Is this a good time to invest, or a bad time? When the Dow drops, is that a good time to buy or should we wait to see if the Dow dips more? Essentially, when is the best time to invest? The past year has been a roller-coaster in the markets. Santa definitely wasn’t good to the typical investor at the end of last year, but since January the markets rebounded, only to enter a summer where the Dow has been bouncing around like a yo-yo. The opinions of investment advisors run the spectrum from optimists without that the good will keep getting better, to the doom and gloom forecasters who insist that we are on the brink of another Crash so our best bet is to convert everything into cash and then…what? Stuff it in our mattress?
When I was an advertising exec, we had a saying about Good Times Vs. Bad Times. The saying went “When times are good, you advertise, but when times are bad, you advertise more.” There is some wisdom in this philosophy because unless people are buying your product or service, it’s going to be bad times, all the time.
Yet sales are only part of the economic picture. It doesn’t matter how big your sales volume is if your cost of providing those same sales is too high. While it can be exhilarating to be in an expansion phase, there is little point in expanding if expense management is not under control. It is better to be efficient in a weak economy, than to be productive just for the sake of productivity, in a strong economy. Efficiency optimizes profitability and with greater profitability comes greater opportunity to expand, but the efficiency has to come before the expansion.
And efficiency is all about our people.
Which brings us to the topic of employee disengagement.
Research on workplace engagement have been performed in earnest for twenty years, most notably by Gallup. An engaged workforce is an efficient workforce, and an efficient workforce is significantly more profitable. The reverse is equally true, but much more sobering, because when a workforce has employees who are disengaged, the workforce does not perform efficiently, the company suffers and then as the company suffers, so do its people. Think of disengagement as a vortex. The companies with the highest levels of disengagement are the ones who get suck down the proverbial toilet when the economy weakens. That should be sobering to any of us who are CEO’s senior executives or in management, because our job is to ensure the viability, profitability and sustainability of the company. Otherwise, we all suffer.
Disengagement is not because of a workforce’s physical inability. Disengagement is caused by mental, emotional and even spiritual lack of enthusiasm, lack of a sense of purpose and lack of belief in the one’s own value to the company.
And speaking of value, disengagement devalues a company’s worth. When our people don’t feel engaged then expense ratios rise and profitability dives. No company can survive when inefficiencies eat away profits. According to Dr. Jim Harter, author of the New York Times and Wall Street Journal bestseller Wellbeing: The Five Essential Elements, data shows that companies who create a culture where the workforce is engaged (read: efficient) achieve a ROI of up to 400% more earnings per share growth than that company’s competition.
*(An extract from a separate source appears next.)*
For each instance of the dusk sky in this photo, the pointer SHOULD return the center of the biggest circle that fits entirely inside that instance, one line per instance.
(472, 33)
Want to beat the competition?
Want to grab more market share?
Want to expand?
Then it’s first things first and the first thing to invest in, is creating a culture where employees become more engaged.
That’s right – invest in it. Don’t hope for it, don’t office memo for it and most certainly, don’t complain if you don’t have it. Having an engaged workforce is not something we can demand just because we want it, just like we can’t demand that our fund managers always protect us from downturns in the economy. Engagement is a reward we achieve from making good strategic decisions about how we invest, and the first thing we need to invest in is our people.
Engagement cannot be measured in absolute numbers, because engagement is not a quantifiable physical problem associated with productivity quotients. Engagement is a qualitative reflecting of the workplace environment. Like air, the presence of engagement is invisible, yet everyone knows whether the environment is refreshing, or toxic.
Creating a healthy culture of engagement is as much an investment as creating a more sustainable ecology. Yes, there is upfront money, but without that upfront commitment, there is no potential to achieve the benefits. Engagement doesn’t come at a cost, because it always provides a return on investment. It is the one investment that always pays. The only way to create better engagement, which leads to better efficiency, which leads to greater profitability, which leads to greater sustainability, which is good for EVERYBODY, is to invest in the very people who will decide whether they want to be engaged, or disengaged.
As the economy continues to quiver up and down with increased volatility and decreased certainty, the kind of investment decisions we make today, are going to determine whether we survive, thrive, or dive tomorrow. While the old advertising proverb is true, a company that delays investing in advertising beyond the economic tipping point is only going to discover they did too little, too late. The same proverbial wisdom applies with investing in defeating disengagement. The best time to invest, is now.